There are 2 major points that cost nearly %95 of the whole query operation. The first,
and the obvious point is the actually running the query in the database. There are a couple
points that Reizc an do to optimize this step, including trying to generate the best
possible query while being in a linear motion (for supporting constructs like reference
variables). The code generator (`reiz.reizql.compiler`) went through a couple major
refactors for performance reasons (e.g [#12](https://github.com/reizio/reiz.io/pull/12)).
Also there is a simple/naive [AST optimization pass](https://github.com/reizio/reiz.io/blob/cff3cc6eaad532ac1a956c1f7c7a58d97ea00e4b/reiz/ir/backends/edgeql.py#L461-L513) on
the IR (EdgeQL) itself.

The second part is the actually retrieving the code snippets from the disk itself. We
already store a lot of metadata (like start/end positions, github project etc.) but
the actual 'source' is still on the disk. So after retrieving the filenames from the
query, we simply go and read those files and get the related segments.
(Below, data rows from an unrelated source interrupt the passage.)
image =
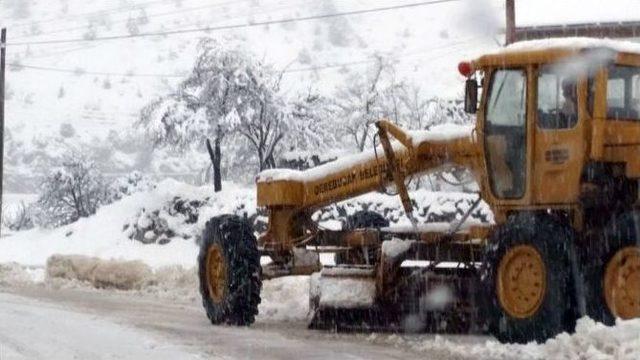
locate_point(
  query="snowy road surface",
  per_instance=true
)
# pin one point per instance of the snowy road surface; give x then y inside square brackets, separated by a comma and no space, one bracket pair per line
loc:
[32,329]
[38,323]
This is an area
that is open to more optimizations (we could statically determine the byte-range and
only fetch it, we could parallelize this for multiple matches \[the default resultset
come with 10 matches\], ...), though these won't have the same effects as in getting
a better speed in the DB.

Of course alongside these, there have been tons of ways to optimize postgresql itself
for different workloads, though it is outside of the Reiz project.

## Setup

Machine;

|              |                        |
| ------------ | ---------------------- |
| provider     | digital ocean          |
| service type | droplet (basic plan)   |
| cpu          | (shared) 2vCPU         |
| ram          | 2GB                    |
| disk         | regular SSD (not NVME) |

IndexDB;

|                 |            |
| --------------- | ---------- |
| total files     | 53k        |
| total AST nodes | 17 521 894 |

Benchmark script is present at the source checkout (`scripts/benchmark_doc.py`).